In the magazine world, finding an artist to create an illustrated cover that suits an issue’s theme, often on a quick turnaround, can be a challenge. For Q&Q’s October 2017 issue, which included a kidlit spotlight and a focus on Indigenous content and creators, making sure the illustrator was a good fit was even more imperative than usual. Inhabiting both of those worlds, Cree-Métis artist and children’s book author-illustrator Julie Flett immediately came to mind.
Q&Q art director Erin McPhee reached out to Flett, but the artist was unsure about doing the cover illustration, as she was too busy working on other projects. One of these was a cover and spot illustrations for The Journey Forward, A Novella on Reconciliation: Lucy & Lola (McKellar & Martin), a forthcoming middle-grade book by Monique Gray Smith. But after reading a draft of the Q&Q essay Smith had written (“Who am I to write a book like this?”), which mentions Lucy & Lola, the idea of doing a simple illustration inspired by the twin sister protagonists took root. Flett had already read the book’s manuscript but decided to base her Q&Q cover solely on what Smith had revealed in her essay. “She had only given away so much in her piece, so I wanted to be true to what I’d read in the article,” explains Flett.
The result was a beautiful image of two girls sitting on a hillside, rendered in an earthy palette of russets and rusts using a combination of pastel and collage.
Smith knew Flett (whom she calls “the matriarch of Indigenous illustrators”) was doing the Q&Q cover but was still floored when she saw the image. “I was moved to tears,” she says. “Julie has a way of capturing the essence of characters or individuals. Her style is so different.”
Smith loved the image so much, in fact, that both she and publisher Tonya Martin agreed a version of it should grace the cover of the book that inspired it. “We changed some things so there was more detail,” says Flett. “Because [Lucy and Lola are] twins, I had dressed them similarly for the Q&Q cover. And twins don’t always dress similarly, but it was just a simple, beautiful composition.”

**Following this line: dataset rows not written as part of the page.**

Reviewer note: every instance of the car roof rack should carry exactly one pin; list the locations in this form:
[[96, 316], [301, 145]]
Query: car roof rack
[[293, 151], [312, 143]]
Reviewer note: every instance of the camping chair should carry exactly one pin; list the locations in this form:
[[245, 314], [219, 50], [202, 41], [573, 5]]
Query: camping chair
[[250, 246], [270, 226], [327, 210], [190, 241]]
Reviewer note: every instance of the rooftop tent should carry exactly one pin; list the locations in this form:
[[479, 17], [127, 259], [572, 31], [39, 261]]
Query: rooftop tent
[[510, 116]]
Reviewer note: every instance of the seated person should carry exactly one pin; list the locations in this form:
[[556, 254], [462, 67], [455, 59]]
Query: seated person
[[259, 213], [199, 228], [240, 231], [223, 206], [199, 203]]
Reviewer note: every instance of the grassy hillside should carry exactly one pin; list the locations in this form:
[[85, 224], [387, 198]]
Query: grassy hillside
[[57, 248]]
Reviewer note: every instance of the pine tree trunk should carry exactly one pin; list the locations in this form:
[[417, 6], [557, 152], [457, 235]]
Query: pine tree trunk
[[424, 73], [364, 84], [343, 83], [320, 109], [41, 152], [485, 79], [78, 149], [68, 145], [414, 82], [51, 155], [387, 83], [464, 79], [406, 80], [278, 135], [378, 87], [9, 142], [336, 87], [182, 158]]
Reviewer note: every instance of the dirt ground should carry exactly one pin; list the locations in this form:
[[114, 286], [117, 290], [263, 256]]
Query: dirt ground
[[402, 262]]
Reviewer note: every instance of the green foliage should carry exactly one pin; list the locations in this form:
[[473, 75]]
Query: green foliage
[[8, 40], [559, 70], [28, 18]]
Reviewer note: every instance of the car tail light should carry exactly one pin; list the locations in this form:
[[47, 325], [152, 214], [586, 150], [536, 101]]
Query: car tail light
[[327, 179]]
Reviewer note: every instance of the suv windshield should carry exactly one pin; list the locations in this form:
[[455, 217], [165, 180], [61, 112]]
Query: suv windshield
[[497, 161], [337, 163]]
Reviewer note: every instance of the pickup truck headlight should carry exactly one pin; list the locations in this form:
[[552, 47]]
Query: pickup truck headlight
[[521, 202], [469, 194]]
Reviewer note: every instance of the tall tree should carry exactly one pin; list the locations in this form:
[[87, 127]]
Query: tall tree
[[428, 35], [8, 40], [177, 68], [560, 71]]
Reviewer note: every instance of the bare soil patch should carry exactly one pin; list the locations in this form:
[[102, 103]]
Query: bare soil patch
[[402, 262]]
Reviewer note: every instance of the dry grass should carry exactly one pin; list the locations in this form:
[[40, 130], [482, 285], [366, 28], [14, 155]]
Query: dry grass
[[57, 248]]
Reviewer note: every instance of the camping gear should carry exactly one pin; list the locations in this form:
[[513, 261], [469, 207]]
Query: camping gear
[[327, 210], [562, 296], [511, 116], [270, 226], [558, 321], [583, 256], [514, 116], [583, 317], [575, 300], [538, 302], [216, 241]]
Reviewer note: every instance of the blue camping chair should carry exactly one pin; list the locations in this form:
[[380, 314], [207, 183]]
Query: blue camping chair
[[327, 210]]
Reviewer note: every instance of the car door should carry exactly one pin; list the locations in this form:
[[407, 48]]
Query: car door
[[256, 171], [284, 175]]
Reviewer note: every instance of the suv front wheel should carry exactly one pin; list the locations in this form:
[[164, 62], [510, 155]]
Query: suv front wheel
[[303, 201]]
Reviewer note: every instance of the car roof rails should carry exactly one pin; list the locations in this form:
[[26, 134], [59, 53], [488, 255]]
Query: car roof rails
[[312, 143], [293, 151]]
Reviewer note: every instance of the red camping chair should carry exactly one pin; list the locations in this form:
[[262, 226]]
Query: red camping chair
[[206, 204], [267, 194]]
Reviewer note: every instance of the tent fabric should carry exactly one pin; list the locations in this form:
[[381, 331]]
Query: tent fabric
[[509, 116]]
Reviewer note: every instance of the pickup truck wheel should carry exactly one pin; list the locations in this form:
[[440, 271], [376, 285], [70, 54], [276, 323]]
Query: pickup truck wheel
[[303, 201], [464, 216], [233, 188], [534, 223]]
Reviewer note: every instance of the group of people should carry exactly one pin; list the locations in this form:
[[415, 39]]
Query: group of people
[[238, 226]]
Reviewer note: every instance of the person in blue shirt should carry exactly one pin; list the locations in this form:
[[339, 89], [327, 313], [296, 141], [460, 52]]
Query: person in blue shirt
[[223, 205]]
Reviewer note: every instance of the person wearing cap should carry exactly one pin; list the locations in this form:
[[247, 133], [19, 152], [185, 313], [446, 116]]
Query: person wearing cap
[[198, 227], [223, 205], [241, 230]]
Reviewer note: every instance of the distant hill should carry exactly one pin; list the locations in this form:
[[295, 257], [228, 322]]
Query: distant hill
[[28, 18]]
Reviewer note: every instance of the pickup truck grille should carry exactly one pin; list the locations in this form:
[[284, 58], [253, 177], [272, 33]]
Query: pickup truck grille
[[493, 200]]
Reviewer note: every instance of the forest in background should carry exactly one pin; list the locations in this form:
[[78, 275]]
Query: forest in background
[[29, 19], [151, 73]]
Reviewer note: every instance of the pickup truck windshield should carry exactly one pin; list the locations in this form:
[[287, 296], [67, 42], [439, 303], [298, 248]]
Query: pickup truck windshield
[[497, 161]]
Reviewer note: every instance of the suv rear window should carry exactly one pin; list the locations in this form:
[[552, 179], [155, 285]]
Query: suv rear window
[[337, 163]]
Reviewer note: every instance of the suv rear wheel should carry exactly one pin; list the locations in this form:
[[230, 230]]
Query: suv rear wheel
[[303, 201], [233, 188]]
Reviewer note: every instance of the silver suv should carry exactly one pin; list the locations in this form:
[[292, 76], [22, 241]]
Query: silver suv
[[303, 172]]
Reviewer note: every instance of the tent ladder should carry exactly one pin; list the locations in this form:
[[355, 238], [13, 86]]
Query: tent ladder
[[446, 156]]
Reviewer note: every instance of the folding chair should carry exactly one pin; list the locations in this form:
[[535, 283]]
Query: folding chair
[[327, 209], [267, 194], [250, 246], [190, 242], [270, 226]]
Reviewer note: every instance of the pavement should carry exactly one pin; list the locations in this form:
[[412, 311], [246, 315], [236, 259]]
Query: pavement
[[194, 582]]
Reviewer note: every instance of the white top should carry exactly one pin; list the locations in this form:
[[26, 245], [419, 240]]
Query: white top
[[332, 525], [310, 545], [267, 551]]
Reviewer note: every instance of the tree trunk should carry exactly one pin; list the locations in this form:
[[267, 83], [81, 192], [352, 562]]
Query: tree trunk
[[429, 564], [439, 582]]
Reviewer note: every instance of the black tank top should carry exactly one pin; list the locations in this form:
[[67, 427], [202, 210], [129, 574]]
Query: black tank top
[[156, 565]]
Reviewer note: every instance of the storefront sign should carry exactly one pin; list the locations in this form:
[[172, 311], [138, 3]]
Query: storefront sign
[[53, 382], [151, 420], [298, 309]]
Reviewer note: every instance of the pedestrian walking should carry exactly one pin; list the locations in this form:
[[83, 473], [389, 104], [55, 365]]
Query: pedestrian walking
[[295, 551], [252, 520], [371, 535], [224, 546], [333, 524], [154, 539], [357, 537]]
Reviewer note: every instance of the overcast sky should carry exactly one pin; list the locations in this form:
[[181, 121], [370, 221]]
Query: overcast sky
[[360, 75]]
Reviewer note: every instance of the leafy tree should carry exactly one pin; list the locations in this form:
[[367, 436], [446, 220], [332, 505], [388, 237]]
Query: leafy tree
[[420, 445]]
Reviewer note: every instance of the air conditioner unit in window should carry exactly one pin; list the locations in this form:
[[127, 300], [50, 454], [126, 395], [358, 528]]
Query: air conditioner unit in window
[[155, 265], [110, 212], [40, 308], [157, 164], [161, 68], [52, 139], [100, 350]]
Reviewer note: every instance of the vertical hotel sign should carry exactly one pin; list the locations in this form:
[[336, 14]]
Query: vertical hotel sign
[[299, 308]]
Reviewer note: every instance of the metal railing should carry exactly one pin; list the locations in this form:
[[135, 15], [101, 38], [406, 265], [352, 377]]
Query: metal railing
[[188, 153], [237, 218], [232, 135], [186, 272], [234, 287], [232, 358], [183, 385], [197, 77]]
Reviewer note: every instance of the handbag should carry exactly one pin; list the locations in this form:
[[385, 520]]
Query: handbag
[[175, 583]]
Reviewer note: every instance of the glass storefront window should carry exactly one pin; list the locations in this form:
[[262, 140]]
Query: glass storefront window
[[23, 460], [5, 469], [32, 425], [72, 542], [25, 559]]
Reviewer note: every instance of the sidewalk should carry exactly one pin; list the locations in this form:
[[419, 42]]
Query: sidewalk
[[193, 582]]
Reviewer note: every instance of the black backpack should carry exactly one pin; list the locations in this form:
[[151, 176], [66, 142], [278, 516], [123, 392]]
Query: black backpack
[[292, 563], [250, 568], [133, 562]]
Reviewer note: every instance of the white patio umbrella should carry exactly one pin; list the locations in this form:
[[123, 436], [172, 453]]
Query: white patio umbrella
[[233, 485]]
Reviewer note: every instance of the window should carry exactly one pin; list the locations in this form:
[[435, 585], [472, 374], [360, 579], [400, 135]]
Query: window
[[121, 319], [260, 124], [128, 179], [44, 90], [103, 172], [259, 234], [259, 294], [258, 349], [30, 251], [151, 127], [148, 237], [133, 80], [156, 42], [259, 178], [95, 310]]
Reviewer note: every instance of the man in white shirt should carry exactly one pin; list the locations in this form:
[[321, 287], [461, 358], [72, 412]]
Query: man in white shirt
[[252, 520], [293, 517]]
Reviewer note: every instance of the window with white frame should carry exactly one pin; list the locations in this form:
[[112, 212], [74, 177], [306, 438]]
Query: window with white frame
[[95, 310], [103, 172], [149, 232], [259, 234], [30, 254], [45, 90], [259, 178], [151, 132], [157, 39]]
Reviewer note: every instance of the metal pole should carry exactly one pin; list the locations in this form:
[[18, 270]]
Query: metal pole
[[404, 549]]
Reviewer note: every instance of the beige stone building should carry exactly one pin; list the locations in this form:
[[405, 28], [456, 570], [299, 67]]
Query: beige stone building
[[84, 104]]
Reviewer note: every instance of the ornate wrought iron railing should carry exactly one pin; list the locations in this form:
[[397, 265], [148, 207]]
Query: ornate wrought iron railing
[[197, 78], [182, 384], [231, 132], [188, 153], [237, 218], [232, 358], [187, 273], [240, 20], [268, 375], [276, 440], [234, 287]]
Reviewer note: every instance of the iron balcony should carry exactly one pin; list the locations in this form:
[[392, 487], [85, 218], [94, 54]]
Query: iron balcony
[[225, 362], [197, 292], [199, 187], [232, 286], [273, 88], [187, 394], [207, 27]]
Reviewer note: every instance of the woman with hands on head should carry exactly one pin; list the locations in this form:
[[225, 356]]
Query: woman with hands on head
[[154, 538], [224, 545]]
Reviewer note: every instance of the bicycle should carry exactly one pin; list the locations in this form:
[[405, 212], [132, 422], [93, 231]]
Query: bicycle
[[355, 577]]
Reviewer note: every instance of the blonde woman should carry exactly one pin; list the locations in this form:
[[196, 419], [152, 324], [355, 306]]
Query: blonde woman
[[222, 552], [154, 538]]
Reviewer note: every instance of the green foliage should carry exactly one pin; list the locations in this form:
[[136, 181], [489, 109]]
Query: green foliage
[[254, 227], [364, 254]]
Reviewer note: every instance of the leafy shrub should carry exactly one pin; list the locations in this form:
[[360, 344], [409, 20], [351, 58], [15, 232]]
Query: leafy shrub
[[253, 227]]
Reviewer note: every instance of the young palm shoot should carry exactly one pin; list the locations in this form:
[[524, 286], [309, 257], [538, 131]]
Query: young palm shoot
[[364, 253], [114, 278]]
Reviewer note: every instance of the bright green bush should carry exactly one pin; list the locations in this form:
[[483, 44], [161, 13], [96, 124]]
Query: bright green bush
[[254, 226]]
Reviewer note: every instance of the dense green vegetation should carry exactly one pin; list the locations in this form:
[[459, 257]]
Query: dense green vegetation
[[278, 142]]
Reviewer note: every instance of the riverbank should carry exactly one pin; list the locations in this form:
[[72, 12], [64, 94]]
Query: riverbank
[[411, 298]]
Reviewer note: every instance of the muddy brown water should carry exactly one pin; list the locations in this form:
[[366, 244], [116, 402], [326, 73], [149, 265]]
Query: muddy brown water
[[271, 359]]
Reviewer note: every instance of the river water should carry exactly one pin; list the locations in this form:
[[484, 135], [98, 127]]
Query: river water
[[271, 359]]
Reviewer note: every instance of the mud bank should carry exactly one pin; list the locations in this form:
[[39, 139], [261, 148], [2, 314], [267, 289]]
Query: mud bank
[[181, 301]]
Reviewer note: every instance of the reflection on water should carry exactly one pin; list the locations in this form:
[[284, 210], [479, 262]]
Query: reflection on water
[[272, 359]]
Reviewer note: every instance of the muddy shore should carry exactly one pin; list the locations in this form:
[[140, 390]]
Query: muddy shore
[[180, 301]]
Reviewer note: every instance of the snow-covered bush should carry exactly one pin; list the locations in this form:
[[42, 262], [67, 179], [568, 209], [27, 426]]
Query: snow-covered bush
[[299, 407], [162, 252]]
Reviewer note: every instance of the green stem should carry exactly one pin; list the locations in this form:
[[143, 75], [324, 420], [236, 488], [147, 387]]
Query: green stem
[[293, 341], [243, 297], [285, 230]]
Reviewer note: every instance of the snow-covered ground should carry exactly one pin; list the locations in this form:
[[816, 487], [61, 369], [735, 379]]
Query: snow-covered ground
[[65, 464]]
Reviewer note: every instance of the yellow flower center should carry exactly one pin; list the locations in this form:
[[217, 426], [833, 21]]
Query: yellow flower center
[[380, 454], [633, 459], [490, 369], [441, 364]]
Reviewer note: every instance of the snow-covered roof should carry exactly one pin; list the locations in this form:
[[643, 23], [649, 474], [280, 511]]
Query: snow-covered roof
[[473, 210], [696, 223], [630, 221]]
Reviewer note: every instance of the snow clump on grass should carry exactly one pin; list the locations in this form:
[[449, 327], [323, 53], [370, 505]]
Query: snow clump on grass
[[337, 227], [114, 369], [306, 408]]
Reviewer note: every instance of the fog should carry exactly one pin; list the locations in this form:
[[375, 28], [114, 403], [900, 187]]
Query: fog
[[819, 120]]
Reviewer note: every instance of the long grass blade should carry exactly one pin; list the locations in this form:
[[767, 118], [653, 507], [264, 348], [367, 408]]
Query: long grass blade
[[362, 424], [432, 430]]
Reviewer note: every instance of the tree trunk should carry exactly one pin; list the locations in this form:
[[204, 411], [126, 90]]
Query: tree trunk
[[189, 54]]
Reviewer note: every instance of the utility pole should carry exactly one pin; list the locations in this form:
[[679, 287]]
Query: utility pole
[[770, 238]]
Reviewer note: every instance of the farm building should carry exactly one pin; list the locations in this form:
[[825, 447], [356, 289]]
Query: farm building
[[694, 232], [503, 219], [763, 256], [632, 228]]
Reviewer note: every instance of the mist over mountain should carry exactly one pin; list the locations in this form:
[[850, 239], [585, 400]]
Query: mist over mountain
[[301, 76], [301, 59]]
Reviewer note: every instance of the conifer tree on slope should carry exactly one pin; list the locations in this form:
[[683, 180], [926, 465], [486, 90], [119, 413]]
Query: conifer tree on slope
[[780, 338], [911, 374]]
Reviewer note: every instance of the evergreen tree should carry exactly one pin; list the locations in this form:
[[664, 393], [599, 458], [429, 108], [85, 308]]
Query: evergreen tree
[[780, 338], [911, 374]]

For the book cover, Flett incorporated elements that reflected the girls’ different personalities. “I started to shift things around so they were the characters we get to know in the story,” says Flett. “One of them skateboards and so we brought the skateboard in, but still kept that sort of pared down, almost haiku-like imagery.”
The story’s setting – B.C.’s Gabriola Island – inspired changes to the colour scheme, bringing a light blue wash to the background that conveys clear sky and bright sun and a swatch of deeper blue to evoke the ocean. “One of the things I always do when working on a book or an image is look at the landscape. There’s always so much to pull from there,” says Flett. “The quiet of the landscape really emphasizes the togetherness of the two girls.”